Abstract
Biobanked, cryopreserved lung cells obtained from human lung tissue are viable and valuable resources for large-scale molecular phenotyping http://bit.ly/31gtpcP
Introduction
Recent advances in high throughput omic technologies have greatly enhanced our knowledge of the molecular basis of complex lung diseases. In particular, with the advent of next generation sequencing, transcriptomic studies with RNA sequencing (RNA-seq) have yielded important insights into COPD and idiopathic pulmonary fibrosis (IPF) [1, 2]. However, most studies to date have been performed on whole lung tissue, such that many unique cell type-specific gene expression signatures, particularly those of alveolar epithelial cells (AECs), which play a key role in COPD and IPF, may have been diluted, if not missed altogether. Single-cell RNA-seq is rapidly gaining momentum as a strategy to profile individual cells [3, 4], but sequencing depth is typically much lower and cost much higher than that of bulk RNA-seq.
The challenges of procuring human lung tissue in a standardised way and isolating epithelial cells from cryopreserved samples, in addition to the requirement for RNA of adequate quantity and quality, have hampered the field's ability to perform transcriptomic profiling in AECs. Using biobanked samples would significantly expand the pool of lung specimens for investigation and minimise the statistical biases related to batch processing of fresh specimens [5]. Protocols detailing lung digestion and isolation of specific cell populations have been described [3, 6, 7], but few studies have examined how cryopreservation alters lung epithelial cell viability, RNA quality and gene expression [8–10]. Here we demonstrate an example of successful RNA-seq of AECs isolated from biobanked lung cell suspensions. We discuss the technical factors that may influence the success of this methodology and how it may be adapted for a broad range of downstream applications.
Sample pipeline
Figure 1 depicts the overall methodology of our sample pipeline.
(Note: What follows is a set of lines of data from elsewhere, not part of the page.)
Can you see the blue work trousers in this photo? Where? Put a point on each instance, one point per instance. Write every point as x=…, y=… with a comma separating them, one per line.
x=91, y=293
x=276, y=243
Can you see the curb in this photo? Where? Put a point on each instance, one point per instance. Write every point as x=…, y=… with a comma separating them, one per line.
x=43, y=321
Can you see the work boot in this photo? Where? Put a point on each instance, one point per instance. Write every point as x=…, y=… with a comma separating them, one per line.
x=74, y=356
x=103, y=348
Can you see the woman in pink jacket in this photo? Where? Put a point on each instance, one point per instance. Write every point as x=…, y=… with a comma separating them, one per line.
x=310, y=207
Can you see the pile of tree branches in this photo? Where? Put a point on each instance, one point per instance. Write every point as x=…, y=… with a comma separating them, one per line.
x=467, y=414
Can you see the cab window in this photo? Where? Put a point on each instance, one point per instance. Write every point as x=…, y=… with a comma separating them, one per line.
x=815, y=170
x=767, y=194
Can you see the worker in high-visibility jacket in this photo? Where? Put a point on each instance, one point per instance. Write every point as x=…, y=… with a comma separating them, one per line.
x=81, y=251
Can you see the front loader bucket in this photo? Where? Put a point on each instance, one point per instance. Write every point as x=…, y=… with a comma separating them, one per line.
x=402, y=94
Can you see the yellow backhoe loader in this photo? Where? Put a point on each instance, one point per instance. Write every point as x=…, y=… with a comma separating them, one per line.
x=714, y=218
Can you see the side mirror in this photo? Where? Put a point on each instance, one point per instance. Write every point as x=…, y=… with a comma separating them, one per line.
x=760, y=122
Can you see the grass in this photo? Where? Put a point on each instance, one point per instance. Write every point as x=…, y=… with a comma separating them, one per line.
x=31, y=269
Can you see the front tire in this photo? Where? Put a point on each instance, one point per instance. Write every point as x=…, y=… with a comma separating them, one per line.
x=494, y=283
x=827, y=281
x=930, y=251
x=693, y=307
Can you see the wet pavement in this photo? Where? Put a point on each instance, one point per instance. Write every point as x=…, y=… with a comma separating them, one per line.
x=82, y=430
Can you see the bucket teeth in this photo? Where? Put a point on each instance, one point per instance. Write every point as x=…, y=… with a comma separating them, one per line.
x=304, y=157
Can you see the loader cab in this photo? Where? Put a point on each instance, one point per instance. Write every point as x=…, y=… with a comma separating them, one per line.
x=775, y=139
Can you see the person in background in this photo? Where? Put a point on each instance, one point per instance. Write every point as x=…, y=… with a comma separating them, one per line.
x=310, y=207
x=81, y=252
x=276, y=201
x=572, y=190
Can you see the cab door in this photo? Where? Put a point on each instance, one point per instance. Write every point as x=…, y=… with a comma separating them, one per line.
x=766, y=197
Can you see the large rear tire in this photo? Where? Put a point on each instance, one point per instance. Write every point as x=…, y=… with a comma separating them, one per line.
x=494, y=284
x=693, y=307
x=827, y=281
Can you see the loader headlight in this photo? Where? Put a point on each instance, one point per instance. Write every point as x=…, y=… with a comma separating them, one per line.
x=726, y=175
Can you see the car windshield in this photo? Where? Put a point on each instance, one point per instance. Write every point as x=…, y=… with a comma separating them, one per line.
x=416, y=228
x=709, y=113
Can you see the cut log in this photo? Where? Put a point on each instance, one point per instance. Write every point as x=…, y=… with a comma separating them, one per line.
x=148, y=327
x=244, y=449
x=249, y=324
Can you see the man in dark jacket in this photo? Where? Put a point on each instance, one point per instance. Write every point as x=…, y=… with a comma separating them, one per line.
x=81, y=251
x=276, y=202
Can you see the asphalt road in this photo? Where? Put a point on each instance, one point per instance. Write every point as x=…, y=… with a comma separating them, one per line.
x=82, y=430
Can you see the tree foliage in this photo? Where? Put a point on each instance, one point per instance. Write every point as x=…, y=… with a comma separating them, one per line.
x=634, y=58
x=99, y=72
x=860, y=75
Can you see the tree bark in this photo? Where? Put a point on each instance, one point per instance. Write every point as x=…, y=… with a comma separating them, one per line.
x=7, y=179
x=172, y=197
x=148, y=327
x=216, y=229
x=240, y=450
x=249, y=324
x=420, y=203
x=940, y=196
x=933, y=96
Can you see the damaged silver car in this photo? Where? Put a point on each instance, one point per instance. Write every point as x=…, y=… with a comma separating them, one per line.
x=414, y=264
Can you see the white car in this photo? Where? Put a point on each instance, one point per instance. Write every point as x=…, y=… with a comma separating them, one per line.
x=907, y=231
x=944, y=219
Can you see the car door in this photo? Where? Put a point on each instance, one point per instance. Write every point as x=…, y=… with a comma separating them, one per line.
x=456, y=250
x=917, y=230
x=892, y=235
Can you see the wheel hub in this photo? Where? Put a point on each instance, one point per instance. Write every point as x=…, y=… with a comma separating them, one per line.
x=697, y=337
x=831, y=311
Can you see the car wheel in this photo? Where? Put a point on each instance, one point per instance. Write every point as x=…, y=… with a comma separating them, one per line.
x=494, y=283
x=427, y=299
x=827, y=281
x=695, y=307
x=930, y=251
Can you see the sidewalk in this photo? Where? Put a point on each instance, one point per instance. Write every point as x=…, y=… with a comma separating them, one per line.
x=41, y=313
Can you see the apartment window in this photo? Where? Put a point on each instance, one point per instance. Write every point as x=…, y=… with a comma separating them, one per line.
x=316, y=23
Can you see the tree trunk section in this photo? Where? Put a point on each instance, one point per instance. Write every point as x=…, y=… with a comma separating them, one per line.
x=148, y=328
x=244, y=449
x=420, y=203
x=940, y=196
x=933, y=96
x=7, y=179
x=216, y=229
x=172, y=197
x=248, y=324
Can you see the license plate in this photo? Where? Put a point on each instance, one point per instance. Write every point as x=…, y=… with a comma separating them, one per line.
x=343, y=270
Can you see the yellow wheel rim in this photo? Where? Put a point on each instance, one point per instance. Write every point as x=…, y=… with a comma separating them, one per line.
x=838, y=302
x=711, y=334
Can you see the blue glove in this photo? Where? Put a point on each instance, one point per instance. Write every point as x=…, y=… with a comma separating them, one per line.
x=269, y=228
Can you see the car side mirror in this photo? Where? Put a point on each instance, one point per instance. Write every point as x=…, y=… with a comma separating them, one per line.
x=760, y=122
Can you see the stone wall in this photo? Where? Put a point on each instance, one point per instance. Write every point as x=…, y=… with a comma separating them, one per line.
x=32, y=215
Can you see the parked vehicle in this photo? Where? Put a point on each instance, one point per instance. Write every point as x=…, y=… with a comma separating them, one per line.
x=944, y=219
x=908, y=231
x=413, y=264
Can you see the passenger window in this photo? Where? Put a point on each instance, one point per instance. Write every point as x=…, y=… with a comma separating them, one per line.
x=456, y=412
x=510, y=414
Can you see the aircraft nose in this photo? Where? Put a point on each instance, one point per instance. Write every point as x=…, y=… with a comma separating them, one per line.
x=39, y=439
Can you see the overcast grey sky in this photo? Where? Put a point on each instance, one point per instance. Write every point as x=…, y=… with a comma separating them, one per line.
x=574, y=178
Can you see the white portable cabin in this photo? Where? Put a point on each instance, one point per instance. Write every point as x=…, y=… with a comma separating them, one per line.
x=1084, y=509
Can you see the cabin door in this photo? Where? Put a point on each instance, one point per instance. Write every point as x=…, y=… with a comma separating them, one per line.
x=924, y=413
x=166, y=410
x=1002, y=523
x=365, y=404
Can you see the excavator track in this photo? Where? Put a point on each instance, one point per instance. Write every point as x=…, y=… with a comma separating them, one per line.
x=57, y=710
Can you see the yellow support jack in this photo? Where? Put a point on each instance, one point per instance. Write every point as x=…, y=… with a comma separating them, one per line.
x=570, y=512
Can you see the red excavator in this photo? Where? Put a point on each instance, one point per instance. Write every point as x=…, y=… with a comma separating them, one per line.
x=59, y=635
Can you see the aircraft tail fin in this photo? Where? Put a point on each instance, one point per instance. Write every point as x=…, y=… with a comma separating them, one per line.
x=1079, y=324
Human explanted lungs were procured from donors with end-stage lung disease (COPD, IPF and non-IPF fibrosis) undergoing transplant or control lungs rejected for transplant. For IPF and COPD specimens, tissue was selected from visibly diseased parenchyma from any lobe. Lung tissue was digested and processed according to the protocol provided in the supplementary methods. Cell suspensions were sorted immediately or cryopreserved in liquid nitrogen until thawed later (figure 1a). Non-biobanked and biobanked cell suspensions were sorted according to a previously described protocol [7] to enrich for viable (DAPI−) non-haematopoietic (CD45−) type I and II AECs using two gates, EpCAM+/PDPNlow (P1 gate) and EpCAMhigh/PDPN− (P2 gate), respectively (figure 1b). A subset of sorted cells was fixed in paraformaldehyde, incubated with antibodies against surfactant protein C and aquaporin, and visualised using confocal microscopy (figure 1c). RNA was extracted from sorted cell suspensions and purified. RNA quality and quantity were measured with a bioanalyser. RNA-seq was performed on 11 biobanked control samples. The Illumina TruSeq RNA Access Library Prep kit was used for library preparation. Purified libraries were validated on TapeStation and quantitated with Qubit. FastQC was used to visualise aggregate Phred scores from demultiplexed sample FastQ files. Sequence quality was assessed using Phred scores, mapping rate, and RNA composition. R package Rsubreads [11] and DESeq2 [12] were used to quantify and normalise gene expression counts. Statistical inference testing was performed using linear regression models in DESeq2, controlling for age, gender and cell type percentage.
Key observations
To investigate the impact of technical variables on cell viability and RNA quality, we examined the effect of disease, cold ischaemic time (CIT, defined as the period from lung explantation to the first step of tissue digestion) and use/duration of cryopreservation on the yield of viable P1- and P2-gated epithelial cells and the RNA Integrity Number (RIN) and DV200, standard metrics of RNA quality (figure 1d and e). Data on warm ischaemic times (period from cross-clamping of aorta to lung explantation) were not routinely available. There was a relative abundance of P2-gated cells in IPF lungs compared to COPD and control lungs, possibly reflecting aberrant alveolar re-epithelialisation, a key pathological feature of IPF [13]. P2-gated samples also yielded a higher quantity of RNA (427±395 ng versus 241±197 ng per mL of total cell suspension). Fresh cell suspensions had more viable total cells, but there was no significant difference in the percentage of P1 or P2-gated cells compared to biobanked cells. Longer CIT and storage duration (median 726 days, interquartile range 441–1021) generally affected the yield and RNA integrity of P1-gated cells more than P2-gated cells. This was not surprising, as type I AECs are more vulnerable and less abundant than type II AECs [14], which serve as facultative progenitor cells for alveolar regeneration in response to lung injury [15, 16]. While RIN varied widely among samples, no significant differences between non-biobanked and biobanked sorted cells were observed (figure 1d). Moreover, there were no strong correlations (r2 >0.9) of RIN with disease, CIT or storage times, although there was a trend towards lower RNA quality as CIT and storage time increased.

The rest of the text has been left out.